O comerciante Anderson Oliveira, de 35 anos, conta que viu o sonho da casa própria da família ir por água abaixo quando percebeu que havia sido vítima de um golpe. Ele foi atraído para a suposta financeira depois de não conseguir nos bancos tradicionais um financiamento para uma casa no valor que desejava e com parcelas que coubessem no seu orçamento.

— Minha mãe viu uma publicação no Facebook de uma empresa oferecendo financiamento de uma casa em Búzios. Fomos visitar, mas não gostamos da localização, então encontramos outra em Rio das Ostras, por R$ 230 mil. A empresa ligou para o dono, pediu o contrato de compra e venda, e disse que pagaria para ele à vista. Fizemos um depósito de R$ 20 mil, e iríamos financiar o resto, mas a empresa sumiu. Comecei a pesquisar e vi que tinham dado golpe em várias pessoas. A gente fica tanto tempo juntando dinheiro pra dar de mão beijada para uma quadrilha dessas. Eles oferecem o que os bancos não oferecem. No banco, a gente não conseguia financiar o valor total do imóvel, com eles conseguimos, e as parcelas seriam de R$ 890.

Veja os cuidados na hora de comprar um imóvel

1) Atenção às credenciais

Para confirmar se está tratando com uma imobiliária ou corretora, pergunte o número de inscrição do profissional no Conselho Regional de Corretores de Imóveis (Creci-RJ) e faça a busca no site creci-rj.gov.br.
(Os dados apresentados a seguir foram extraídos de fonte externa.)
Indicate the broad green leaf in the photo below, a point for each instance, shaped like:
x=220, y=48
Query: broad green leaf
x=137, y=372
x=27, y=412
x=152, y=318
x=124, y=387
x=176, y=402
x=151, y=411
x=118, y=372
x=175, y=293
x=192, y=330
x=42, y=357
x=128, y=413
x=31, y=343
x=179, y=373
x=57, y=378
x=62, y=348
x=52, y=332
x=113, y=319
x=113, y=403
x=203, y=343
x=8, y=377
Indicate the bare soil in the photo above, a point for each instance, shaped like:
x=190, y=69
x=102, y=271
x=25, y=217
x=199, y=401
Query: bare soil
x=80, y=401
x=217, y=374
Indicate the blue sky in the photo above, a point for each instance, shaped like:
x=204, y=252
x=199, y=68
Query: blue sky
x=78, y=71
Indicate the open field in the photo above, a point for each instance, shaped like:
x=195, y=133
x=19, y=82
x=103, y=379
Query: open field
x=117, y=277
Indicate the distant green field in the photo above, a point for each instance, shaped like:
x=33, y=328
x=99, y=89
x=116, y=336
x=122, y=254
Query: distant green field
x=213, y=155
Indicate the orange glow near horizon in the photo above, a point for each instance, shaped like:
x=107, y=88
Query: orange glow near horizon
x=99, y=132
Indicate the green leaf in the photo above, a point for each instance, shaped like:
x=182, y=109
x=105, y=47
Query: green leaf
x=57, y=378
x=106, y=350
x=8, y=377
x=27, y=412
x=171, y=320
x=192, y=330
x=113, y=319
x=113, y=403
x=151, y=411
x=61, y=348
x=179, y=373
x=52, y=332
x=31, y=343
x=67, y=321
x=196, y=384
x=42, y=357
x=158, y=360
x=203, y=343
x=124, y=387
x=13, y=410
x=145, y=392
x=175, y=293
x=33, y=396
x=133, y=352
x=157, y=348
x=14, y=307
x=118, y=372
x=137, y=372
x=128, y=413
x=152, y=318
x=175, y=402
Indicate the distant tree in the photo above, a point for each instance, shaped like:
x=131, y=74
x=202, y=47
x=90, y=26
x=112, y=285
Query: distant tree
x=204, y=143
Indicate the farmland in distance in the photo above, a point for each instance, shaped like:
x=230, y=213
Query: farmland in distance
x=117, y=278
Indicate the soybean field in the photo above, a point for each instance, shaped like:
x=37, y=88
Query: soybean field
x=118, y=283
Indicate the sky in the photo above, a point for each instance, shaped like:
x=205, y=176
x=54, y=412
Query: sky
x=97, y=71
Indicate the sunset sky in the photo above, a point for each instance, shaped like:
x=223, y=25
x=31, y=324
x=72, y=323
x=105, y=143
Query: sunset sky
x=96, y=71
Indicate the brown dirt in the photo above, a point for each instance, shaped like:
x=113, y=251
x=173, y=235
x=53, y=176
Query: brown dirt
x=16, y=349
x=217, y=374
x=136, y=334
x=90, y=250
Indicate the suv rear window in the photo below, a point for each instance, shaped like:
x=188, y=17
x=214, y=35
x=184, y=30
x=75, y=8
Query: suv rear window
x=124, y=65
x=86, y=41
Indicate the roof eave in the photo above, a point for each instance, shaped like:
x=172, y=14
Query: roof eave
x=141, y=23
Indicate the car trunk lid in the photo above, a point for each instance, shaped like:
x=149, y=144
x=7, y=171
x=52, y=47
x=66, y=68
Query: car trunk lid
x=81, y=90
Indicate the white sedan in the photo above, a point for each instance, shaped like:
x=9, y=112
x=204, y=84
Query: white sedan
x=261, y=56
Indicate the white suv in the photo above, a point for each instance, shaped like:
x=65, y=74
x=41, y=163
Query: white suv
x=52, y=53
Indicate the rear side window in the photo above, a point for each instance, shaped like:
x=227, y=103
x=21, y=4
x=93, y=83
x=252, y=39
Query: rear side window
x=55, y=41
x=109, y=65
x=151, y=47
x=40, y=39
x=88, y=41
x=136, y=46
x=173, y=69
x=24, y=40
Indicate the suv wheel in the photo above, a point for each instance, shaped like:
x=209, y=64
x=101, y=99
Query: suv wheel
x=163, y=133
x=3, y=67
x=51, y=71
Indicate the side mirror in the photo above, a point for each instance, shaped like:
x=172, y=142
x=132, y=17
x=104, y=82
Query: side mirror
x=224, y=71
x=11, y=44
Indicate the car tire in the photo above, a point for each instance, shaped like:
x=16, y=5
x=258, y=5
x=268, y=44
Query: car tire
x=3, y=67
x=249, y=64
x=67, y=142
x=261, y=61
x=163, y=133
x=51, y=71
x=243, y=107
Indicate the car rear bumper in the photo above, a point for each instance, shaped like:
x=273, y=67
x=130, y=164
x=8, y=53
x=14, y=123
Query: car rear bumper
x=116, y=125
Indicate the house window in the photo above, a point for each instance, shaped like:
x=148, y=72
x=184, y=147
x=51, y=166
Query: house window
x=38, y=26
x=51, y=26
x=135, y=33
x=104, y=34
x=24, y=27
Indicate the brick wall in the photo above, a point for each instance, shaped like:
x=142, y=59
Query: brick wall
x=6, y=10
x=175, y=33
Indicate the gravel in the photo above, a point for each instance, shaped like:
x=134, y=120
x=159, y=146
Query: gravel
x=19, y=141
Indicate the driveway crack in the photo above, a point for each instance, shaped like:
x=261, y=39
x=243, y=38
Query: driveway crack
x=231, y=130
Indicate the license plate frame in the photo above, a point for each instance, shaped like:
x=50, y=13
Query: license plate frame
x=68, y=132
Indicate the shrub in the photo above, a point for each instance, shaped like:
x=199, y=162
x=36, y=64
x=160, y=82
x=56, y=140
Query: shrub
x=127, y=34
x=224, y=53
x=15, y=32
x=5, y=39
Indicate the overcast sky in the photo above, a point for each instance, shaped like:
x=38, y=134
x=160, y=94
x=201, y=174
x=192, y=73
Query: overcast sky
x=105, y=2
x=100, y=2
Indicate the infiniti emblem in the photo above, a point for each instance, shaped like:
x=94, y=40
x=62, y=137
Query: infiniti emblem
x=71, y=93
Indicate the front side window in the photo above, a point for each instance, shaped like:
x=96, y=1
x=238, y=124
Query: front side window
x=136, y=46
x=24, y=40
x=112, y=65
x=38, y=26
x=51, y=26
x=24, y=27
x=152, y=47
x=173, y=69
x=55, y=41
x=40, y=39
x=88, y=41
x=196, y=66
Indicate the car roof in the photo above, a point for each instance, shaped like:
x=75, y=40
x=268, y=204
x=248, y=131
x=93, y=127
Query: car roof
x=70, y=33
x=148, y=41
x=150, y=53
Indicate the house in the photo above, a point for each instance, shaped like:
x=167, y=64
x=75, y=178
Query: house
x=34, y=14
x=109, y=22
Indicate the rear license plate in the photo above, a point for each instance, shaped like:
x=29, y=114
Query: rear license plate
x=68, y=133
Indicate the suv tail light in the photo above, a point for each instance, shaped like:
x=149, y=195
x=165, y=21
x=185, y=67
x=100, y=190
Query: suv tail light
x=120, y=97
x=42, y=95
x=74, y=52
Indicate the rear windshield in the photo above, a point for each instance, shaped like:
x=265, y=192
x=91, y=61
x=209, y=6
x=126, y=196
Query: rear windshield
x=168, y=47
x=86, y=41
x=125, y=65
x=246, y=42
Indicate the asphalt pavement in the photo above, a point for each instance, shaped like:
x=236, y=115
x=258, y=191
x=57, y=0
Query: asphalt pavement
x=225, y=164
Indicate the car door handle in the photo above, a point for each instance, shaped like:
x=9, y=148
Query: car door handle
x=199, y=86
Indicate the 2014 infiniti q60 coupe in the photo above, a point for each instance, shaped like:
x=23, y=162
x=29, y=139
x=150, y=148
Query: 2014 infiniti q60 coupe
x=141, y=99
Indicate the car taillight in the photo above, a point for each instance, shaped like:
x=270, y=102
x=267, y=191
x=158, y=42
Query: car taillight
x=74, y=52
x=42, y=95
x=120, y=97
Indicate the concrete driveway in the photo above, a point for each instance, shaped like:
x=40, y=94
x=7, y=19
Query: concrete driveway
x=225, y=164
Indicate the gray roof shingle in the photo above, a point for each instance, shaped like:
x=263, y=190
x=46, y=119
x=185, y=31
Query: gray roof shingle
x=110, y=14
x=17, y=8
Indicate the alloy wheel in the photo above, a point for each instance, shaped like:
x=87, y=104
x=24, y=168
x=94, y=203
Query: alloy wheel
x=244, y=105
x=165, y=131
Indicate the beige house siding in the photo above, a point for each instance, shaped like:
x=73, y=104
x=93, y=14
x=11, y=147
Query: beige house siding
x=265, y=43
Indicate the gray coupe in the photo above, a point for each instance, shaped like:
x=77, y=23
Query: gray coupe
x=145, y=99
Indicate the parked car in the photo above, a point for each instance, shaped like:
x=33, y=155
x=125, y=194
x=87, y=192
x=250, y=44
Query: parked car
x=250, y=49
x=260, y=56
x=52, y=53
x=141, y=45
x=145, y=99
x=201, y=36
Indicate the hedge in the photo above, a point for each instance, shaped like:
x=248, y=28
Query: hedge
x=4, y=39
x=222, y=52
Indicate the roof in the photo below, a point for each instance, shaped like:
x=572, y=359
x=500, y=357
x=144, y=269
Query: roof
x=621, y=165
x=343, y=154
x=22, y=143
2) Verifique se a financeira é confiável

Procure saber se a empresa é uma financeira ou correspondente autorizada, através do site www.bcb.gov.br ou pelo telefone 145. Além disso, ainda que o profissional use o nome de uma instituição autorizada, cheque no site da mesma se o interlocutor é registrado. Cobre meios de identificação, endereço físico e mais dados. O endereço consumidor.gov.br também pode ser consultado, para auxiliar na avaliação da reputação da empresa.

3) Desconfie!

Duvide sempre de ofertas muito vantajosas, que oferecem taxas bem menores do que a dos concorrentes ou não pedem garantias ou documentação ao tomador do financiamento. “Sempre suspeite de tudo que for bom demais para ser verdade e consulte um advogado para tirar dúvidas”, afirma o advogado imobiliário Leandro Sender.

4) Deixe a emoção de lado

Presidente da Associação de Dirigentes de Empresas do Mercado Imobiliário (Ademi), Claudio Hermolin recomenda que os compradores priorizem a razão na hora de comprar um imóvel. “Tem que ter cuidado para não se deixar levar somente pelo emocional, sem que tenha tomado todas as precauções. O mais importante na transação imobiliária é a documentação. Antes de pagar qualquer sinal, veja se a documentação está correta. Afinal, essa é a compra mais importante da vida de uma pessoa, e é preciso ter certeza de que se está tomando a decisão certa”.

5) Só pague depois que assinar

O advogado imobiliário Leandro Sender ressalta que não se deve pagar nada antes de assinar o documento de compra e venda, que deve conter também a assinatura do antigo proprietário.